I, Josh Frydenberg, Treasurer, pursuant to Parts 2 and 4 of the Productivity Commission Act 1998, hereby request that the Productivity Commission undertake a study into the zone tax offset and related remote area tax concessions and payments.


The Australian Government provides assistance to Australians who reside in specified geographic areas through the zone tax offset, the fringe benefits tax (FBT) remote area concessions and the Remote Area Allowance.

The eligible zones for the zone tax offset were originally established in 1945 and were based on exposure to uncongenial climatic conditions, isolation or a relatively high cost of living. The zones still largely reflect the original design in 1945, notwithstanding the demographic and infrastructure changes that have occurred in regional Australia in recent decades. The areas eligible for FBT remote area concessions are partly determined by reference to the zone tax offset boundaries, and the Remote Area Allowance is available to recipients of Australian Government income support payments who live in specified zone tax offset areas.

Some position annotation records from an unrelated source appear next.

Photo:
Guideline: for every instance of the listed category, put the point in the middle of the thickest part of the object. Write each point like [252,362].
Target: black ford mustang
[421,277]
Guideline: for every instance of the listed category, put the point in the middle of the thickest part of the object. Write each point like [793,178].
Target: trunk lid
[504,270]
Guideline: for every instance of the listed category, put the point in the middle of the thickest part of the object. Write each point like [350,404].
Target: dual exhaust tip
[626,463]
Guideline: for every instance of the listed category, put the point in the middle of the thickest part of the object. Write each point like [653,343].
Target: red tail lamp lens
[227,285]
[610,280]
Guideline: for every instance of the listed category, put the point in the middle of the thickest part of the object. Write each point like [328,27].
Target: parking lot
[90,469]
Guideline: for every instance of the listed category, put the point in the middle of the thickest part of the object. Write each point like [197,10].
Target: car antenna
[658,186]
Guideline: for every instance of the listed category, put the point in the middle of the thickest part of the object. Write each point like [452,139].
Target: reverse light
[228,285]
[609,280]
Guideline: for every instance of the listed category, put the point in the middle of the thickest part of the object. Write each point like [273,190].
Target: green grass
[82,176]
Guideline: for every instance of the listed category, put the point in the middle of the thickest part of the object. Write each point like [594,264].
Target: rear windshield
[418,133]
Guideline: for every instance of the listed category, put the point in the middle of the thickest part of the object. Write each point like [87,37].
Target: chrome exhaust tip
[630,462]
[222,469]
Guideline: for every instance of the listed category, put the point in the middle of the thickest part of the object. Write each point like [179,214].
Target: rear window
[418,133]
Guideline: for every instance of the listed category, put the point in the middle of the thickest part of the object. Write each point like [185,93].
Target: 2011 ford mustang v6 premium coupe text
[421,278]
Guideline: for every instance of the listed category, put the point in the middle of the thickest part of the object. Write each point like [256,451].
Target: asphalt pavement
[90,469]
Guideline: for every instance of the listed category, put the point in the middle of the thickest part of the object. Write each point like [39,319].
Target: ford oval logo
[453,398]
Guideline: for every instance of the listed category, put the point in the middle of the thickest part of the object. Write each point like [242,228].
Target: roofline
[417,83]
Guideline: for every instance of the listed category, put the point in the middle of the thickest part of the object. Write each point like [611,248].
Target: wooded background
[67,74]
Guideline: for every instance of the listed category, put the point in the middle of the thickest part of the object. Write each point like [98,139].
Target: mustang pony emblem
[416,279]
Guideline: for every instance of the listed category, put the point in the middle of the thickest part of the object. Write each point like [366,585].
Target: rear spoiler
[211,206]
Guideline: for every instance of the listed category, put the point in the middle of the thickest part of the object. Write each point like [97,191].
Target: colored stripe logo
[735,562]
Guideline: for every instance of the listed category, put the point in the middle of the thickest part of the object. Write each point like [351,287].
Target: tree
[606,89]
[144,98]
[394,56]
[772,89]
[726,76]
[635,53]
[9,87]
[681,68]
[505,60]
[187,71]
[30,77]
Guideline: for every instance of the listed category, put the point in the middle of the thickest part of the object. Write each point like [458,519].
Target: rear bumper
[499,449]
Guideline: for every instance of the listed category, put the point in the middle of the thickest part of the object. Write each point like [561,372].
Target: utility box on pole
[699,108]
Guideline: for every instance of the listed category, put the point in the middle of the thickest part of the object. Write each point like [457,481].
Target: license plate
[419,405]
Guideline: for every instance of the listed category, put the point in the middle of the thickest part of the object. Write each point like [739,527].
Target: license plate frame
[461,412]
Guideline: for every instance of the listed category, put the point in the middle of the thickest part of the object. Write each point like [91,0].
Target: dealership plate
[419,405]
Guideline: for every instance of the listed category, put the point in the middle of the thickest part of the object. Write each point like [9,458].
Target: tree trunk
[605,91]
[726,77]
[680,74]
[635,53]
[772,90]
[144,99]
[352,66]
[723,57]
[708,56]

There have been concerns that the design of these mechanisms has not evolved to adequately reflect varying degrees of demographic, infrastructure and cost-of-living change occurring in Australia.

Scope of the report

The Productivity Commission is asked to determine the appropriate ongoing form and function of the zone tax offset, FBT remote area concessions, and Remote Area Allowance.

In conducting this review, the Productivity Commission is to:

  • examine the operation of the zone tax offset and FBT remote area concessions, including the levels of assistance provided, indexation and the boundaries of eligible areas and prescribed zones;
  • examine the economic and employment impacts of the zone tax offset, FBT remote area concessions, and Remote Area Allowance, including the effect of applying indexation, in regional Australia;
  • examine the operation of the Remote Area Allowance, which extends the benefits of the zone tax offset to income support recipients in remote zones;
  • consider whether the zone tax offset, FBT remote area concessions, and the Remote Area Allowance are delivering on their policy objectives and whether those objectives remain appropriate in a contemporary Australia;
  • consider if businesses in remote areas should be provided with similar support; and
  • consider if there are alternative mechanisms to better provide this support to Australians residing in specified geographic areas.


The Productivity Commission is to undertake an appropriate public consultation process. This will include inviting public submissions in response to an issues paper and draft report. It will also involve consultation and meetings in regional communities.

The Productivity Commission is to commence this work in February 2019. A final report with recommendations should be provided to the Government within 12 months of commencement.